Ах ты, господи! Я говорю, говорю, а она не слышит. Спит, что ли? Лена, очнись...
Вот чудная девчонка, улыбается во сне. Снится ей Любовь ее незаконная. Идет к ней через реки и горы. Русые волосы разлетаются на ветру. Из глаз-звезд лучи к ней простираются.
– Здравствуй, Милая.
– Здравствуй, Любимый.
– Здравствуй, Жена моя.
– Здравствуй, Муж мой.
У Лены на руках дитя русоголовое, звездоглазое. Протягивает его Любимому. Он берет бережно:
– Сын мой!!!
– Сын!
– Сын...
* * *
В тот же день к вечеру мать Лены узнала новость: мальчик, с которым встречалась Лена, погиб в Азербайджане. Ненабожная женщина перекрестилась, возблагодарив Бога за то, что успела отвезти дочь в больницу до получения трагической вести.

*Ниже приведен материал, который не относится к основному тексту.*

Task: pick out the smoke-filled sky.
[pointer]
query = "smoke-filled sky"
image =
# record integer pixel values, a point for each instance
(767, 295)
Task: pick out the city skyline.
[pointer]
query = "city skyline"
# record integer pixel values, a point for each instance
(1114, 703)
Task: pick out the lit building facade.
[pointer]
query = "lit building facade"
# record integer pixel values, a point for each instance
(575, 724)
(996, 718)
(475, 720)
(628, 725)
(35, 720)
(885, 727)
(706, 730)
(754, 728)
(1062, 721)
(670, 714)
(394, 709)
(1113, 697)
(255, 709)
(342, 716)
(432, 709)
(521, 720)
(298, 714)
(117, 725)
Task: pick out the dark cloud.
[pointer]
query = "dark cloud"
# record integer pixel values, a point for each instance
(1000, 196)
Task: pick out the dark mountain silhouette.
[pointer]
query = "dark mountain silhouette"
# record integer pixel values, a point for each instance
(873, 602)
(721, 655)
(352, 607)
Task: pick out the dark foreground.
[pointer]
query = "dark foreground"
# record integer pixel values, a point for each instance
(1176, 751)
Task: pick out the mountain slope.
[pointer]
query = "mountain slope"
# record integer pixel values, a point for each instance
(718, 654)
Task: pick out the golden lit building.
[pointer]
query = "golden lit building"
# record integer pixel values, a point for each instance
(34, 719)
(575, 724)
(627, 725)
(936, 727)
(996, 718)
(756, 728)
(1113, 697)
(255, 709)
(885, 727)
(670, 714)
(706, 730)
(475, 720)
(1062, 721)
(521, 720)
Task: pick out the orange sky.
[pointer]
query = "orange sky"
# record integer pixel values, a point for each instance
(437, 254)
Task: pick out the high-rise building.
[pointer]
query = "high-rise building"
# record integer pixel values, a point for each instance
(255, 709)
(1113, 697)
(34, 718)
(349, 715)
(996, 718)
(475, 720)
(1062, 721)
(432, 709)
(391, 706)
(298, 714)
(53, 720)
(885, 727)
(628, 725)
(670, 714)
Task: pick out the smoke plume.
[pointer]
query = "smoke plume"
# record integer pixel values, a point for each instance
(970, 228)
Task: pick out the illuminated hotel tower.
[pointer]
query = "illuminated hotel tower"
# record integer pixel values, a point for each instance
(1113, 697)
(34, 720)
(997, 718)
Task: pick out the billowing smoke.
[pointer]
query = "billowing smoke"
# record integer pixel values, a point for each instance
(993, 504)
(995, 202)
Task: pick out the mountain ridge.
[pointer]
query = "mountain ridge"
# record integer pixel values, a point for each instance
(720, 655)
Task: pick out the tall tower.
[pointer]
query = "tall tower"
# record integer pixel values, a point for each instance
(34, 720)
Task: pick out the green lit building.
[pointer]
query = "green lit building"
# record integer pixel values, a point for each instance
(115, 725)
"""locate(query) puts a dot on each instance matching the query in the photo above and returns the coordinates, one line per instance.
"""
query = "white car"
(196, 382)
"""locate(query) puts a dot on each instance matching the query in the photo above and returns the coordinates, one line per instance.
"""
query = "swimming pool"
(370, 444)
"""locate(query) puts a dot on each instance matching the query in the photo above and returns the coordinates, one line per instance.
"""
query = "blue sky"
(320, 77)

Шел январь тысяча девятьсот девяностого года. Умер Андрей Дмитриевич Сахаров. Берлинская стена, разделявшая мир надвое, разошлась на сувениры. В смертном бессилии упала на землю чета Чаушеску. Литовские коммунисты вышли из состава КПСС. Яд Чернобыля, СПИД, ненависть, страх, отчаяние ползли по стране. Вслед за ними зажигались скорбные огни свечей. Взывали к милосердию беженцы, старики, инвалиды, дети... А в тесном сарайчике глухонемая пьяница, санитарка Авдотья, ежевечерне скармливала толстой рыжей свинье человеческие зародыши, унесенные из операционной. Свинья хрюкала, Авдотья крестилась. Горькая правда Неба не доходила до усталой Земли.